Of course, the mind becomes integrated into strategy and decision making. But the impetus to act comes right out of the stillness. They’re not contrary to one another. And it’s not silence as in "no voice." It’s a dynamic stillness that allows the noise to be separated from the voice of our own heart.

Omega: You grew up with Christianity, which speaks a lot to sacrifice and martyrdom—especially in African American communities—and now practice Buddhism, which teaches transformation of suffering into wisdom, detachment, and compassion. How do you re-frame “struggle”?

angel: I just had a bit of this conversation with Lama Rod Owens. We were on the train and I said, “You know I’ve released the use of the word struggle.” I said, “I don’t know what the proper term is for it, but linguistically there is no natural end to the word struggle: un-struggle, de-struggle. When do you stop?”

So I think of it as working with something. That’s what Buddhism does. It may sound like a little turn of phrase but it makes a world of difference. So first, I’m working with it. I’m not struggling against it. Struggle feels like—this thing is consuming me. That it’s me against you, one of us is going to win and one is going to lose. I didn’t really care for that experience of incessant unmitigated struggle.

Buddhism has this notion of transmuting suffering. Chögyam Trungpa Rinpoche (founder of Shambhala Buddhist tradition) talks about working with the material. It’s like manure. You don’t go and struggle with the manure. You work with it as fertilizer. It goes through an alchemical process by you being willing to actually receive it. From “for or against” to “being with." It’s a receptive relationship—which is not to say that we ask for it. It is to say that we receive it as it comes.

That’s so relaxing—you don’t have to be for or against. Which is basically how we operate in all of our lives. We’ve got to move around in the world, and we see people. We’re sussing them out—am I for you or against you? Are you with me or against me? We’re doing that comparing all the time. But what if you just are me?

So whatever you bring I'm going to work with it, because you are me. You’re there. You’re just what is so. Today you bring a funky attitude, and I’m working with that. But I’m working with it from a relaxed place because I don’t have any immediate sense of getting rid of you, destroying you, competing with you, or running away from you. There’s a basic ground of ease that comes from holding an overall view: everything that arises is yours to work with. It isn’t this place of opposition and partitioning and division that our society thrives on.
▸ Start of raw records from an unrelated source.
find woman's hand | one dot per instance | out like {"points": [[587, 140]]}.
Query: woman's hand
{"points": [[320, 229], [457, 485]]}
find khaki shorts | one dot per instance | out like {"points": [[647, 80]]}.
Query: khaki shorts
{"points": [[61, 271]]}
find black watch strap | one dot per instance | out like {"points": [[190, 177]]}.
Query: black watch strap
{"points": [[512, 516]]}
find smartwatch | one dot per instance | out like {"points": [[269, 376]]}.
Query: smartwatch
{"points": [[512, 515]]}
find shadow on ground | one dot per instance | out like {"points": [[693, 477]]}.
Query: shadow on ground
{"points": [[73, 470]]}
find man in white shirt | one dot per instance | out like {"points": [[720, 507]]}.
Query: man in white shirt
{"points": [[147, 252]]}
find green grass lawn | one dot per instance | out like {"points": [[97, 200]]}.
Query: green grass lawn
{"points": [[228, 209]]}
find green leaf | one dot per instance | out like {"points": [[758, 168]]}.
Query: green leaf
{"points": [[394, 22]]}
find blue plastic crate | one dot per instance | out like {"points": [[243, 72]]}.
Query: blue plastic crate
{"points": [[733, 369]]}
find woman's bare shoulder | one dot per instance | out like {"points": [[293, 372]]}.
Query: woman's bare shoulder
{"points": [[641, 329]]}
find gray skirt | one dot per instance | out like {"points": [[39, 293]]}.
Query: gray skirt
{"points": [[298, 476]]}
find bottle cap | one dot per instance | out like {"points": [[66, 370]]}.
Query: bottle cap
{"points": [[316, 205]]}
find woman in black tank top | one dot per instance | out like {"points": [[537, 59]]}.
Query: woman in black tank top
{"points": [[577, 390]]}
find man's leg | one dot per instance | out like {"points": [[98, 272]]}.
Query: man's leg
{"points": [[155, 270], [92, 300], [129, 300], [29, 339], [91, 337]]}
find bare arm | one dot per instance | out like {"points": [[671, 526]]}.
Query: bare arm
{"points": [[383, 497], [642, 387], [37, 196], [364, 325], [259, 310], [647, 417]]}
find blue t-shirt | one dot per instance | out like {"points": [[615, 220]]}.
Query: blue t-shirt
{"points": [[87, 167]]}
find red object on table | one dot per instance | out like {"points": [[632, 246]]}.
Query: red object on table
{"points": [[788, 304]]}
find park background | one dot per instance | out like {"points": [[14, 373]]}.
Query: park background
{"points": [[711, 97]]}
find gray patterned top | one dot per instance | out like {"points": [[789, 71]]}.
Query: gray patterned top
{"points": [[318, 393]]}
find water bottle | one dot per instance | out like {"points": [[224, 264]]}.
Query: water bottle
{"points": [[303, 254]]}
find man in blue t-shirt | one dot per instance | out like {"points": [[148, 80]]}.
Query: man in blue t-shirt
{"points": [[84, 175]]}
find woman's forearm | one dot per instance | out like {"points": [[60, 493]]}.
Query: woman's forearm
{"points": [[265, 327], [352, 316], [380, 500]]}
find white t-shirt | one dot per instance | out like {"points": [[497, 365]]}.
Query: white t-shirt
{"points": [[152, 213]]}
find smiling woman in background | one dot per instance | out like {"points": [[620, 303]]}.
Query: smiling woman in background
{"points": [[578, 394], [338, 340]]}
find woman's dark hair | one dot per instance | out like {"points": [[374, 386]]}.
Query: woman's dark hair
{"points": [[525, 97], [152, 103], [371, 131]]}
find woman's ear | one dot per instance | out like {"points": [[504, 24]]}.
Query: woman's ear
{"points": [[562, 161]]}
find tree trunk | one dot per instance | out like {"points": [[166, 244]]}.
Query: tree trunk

I think that black folks bring their own interpretation to the Christian tradition. And of course at its core, like all of the great religions, it’s rooted in love. But the modern expression is riddled with the same illnesses that plague Western society—the aspects of it that have been lifted up foster division, opposition, and an orientation of conquer or be conquered.

And just in case you’re part of the peoples that need to be conquered, we have a little clause that is martyrdom and you’ll be rewarded in the next life for your sacrifice. So we mollify the people that dare to resist being conquered—when we rape your women, take your land, remove you from your home, and name you a color rather than a place—by saying you’ll be rewarded in heaven where there are no property or women to be concerned about or for us to acquire.

It's challenging, it’s a very complicated relationship to religion. It’s the power of having uprooted a people. Because we don’t have a sense of our own anymore—it’s like being in a place where all your clothes are borrowed. You’ve got to do the best you can, but nothing quite fits. And that setup was utterly intentional and systematic, it wasn’t an accident.

We can’t roll back the past, but we can certainly stop trying to do everything in our power to keep it going or get on board with it. You can’t just lament over it. We have a strange sense that if we acknowledge the depth and feel the pain, we’ll just be crushed and overwhelmed. It’s not true. It’s a very profound paradox that I got out of sitting with it—a real commitment to fully express myself and make myself available to the liberation of not just “my people,” but all people. Precisely because I have some beginning sense of what it means to have been so uprooted and forcibly disconnected.